The main concern, however, has been soil infirmities caused by several large forest fires in the area over the past couple of years. While there has been ample time to complete hydromulching operations in areas denuded by the Gap, Tea, and Jesusita fires, as well as debris dam installations in the creeks that fire areas drain into, officials have been keeping a close eye on the swollen, chocolate-colored streams which have inevitably carried sediment down from the mountains. With rains expected to extend into Friday, the National Weather Service issued a flash flood watch on Sunday evening in order to prepare residents for potential flooding and debris flows.
El Niño conditions, consisting of warmer than average ocean surface temperatures in the equatorial Pacific Ocean, have been brewing since the end of summer, lending to the warm, sunny spell enjoyed across Southern California for the past month or so. A huge high pressure system, the only thing between pleasant weather and the violent storms that often accompany an El Niño, dissipated this week, leading to the deluge that drenched the entire state. City and county work crews, which have been busy since July erecting debris racks and clearing flotsam along the upper reaches of waterways, were well prepared for nasty weather, and the Forest Service had coated burn areas with a special groundcover called hydromulch to stabilize them before higher than average winter rains arrived. With a total of 20 inches expected to pelt the higher mountain elevations by week’s end, this round of storms may very well rival the bout of foul weather that buried several La Conchita homes in the spring of 2005. Many area residents have heard the call to preparedness, though, with more than 20,000 sandbags being distributed by city and county governments on the South Coast. Although storm damage has been minimal thus far, authorities have been adamant that people remain vigilant until the weather passes.

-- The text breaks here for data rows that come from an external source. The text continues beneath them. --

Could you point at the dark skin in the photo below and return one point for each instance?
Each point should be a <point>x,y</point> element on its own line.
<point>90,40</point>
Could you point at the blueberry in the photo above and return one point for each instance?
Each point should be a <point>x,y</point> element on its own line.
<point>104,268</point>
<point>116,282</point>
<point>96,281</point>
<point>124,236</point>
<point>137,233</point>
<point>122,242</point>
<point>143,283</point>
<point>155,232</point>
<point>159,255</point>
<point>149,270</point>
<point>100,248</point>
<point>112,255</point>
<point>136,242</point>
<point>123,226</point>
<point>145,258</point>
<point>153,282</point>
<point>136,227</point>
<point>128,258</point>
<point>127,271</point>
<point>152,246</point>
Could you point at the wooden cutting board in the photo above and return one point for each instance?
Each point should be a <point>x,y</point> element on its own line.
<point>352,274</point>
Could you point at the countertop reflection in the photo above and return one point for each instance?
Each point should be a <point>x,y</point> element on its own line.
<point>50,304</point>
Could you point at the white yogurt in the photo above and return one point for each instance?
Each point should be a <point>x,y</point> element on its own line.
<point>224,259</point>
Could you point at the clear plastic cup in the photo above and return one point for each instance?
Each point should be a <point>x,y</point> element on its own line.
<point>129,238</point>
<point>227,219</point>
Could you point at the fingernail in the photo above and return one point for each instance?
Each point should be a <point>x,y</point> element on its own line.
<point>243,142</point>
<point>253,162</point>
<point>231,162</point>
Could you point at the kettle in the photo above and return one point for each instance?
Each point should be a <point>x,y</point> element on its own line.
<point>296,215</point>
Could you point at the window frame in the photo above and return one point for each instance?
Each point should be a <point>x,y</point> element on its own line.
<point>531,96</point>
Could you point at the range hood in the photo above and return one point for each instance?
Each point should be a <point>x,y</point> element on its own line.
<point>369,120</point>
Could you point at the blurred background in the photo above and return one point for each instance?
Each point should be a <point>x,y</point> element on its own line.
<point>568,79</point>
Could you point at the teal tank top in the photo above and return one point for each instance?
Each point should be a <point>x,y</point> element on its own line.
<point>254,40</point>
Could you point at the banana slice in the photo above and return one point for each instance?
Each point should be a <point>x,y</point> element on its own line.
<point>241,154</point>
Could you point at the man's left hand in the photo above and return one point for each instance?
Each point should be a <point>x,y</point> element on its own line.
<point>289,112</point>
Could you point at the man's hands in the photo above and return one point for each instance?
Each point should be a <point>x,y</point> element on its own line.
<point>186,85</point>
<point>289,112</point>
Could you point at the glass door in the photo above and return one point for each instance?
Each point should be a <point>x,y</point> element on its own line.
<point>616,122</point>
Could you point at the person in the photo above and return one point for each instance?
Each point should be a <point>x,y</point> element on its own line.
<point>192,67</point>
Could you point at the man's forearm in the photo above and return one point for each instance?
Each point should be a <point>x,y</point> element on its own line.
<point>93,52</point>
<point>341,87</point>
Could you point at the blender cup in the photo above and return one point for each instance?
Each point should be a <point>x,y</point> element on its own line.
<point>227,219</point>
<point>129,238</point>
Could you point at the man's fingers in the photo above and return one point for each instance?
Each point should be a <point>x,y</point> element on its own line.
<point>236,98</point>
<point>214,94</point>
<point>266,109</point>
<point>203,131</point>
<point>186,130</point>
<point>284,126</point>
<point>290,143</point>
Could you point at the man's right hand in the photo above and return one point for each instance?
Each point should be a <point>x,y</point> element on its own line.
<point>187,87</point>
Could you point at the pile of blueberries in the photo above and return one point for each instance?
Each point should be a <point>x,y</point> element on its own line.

The county readied its Emergency Operations Center but are keeping it on inactive standby against the possibility that city governments and the County Flood Control District become overwhelmed the with storm damage, stated County Emergency Operations Chief Michael Harris. Should that occur, County EOC will coordinate multi-agency emergency response efforts. In the meantime, he said, when the National Weather Service issues a flash flood warning—an upgrade from watch status that indicates imminent flooding—they directly notify Emergency Operations, which in turn notifies law enforcement officials who can increase patrols along creek corridors likely to flood. City Fire is using this week’s weather event to flex the muscles of its brand new Emergency Operations Center, located in the recently refurbished downtown fire station. Construction for the new center—at a cost of $300,000—finished this summer, but the new communication hardware was not installed until recently.
Across the state, massive swells hammered west-facing beaches and heavy snow fell in the taller mountains further inland. While high seas and heavy rainfall have an immediate effect locally, Harris noted that even the effects of snowstorms will be felt. Closed-off sections of the I-5 corridor will force many trucks to use Highway 101 instead, increasing traffic through Santa Barbara.
Rains have posed a special challenge for Santa Barbara’s homeless population. Since a homeless man—known as Freedom—froze to death in December, many serving area homeless have been adamant that no one else suffer the same fate. Two South Coast churches opened their doors as temporary shelters, in part because Santa Barbara’s main shelter, Casa Esperanza, had filled four nights in a row. In response, the Unitarian Church in downtown Santa Barbara opened a “warming shelter” Sunday night, accepting 25 visitors. Some were turned away due to space limitations. Monday night, another 25 stayed, but none were turned away. Some slept outside under the eaves; another had walked shoeless—wearing only socks—from the County Jail where he’d been released earlier that night. While Casa was full, the Santa Barbara Rescue Mission did not fill its 134 beds, thanks to a belief among some in the homeless community that Rescue Mission requires guests to subject themselves to religious indoctrination in exchange for shelter. “To me it’s unconscionable that some would extract a religious confession from some of the homeless at a time of acute need,” said Rolf Geyling of the Rescue Mission. “We do not do that here.”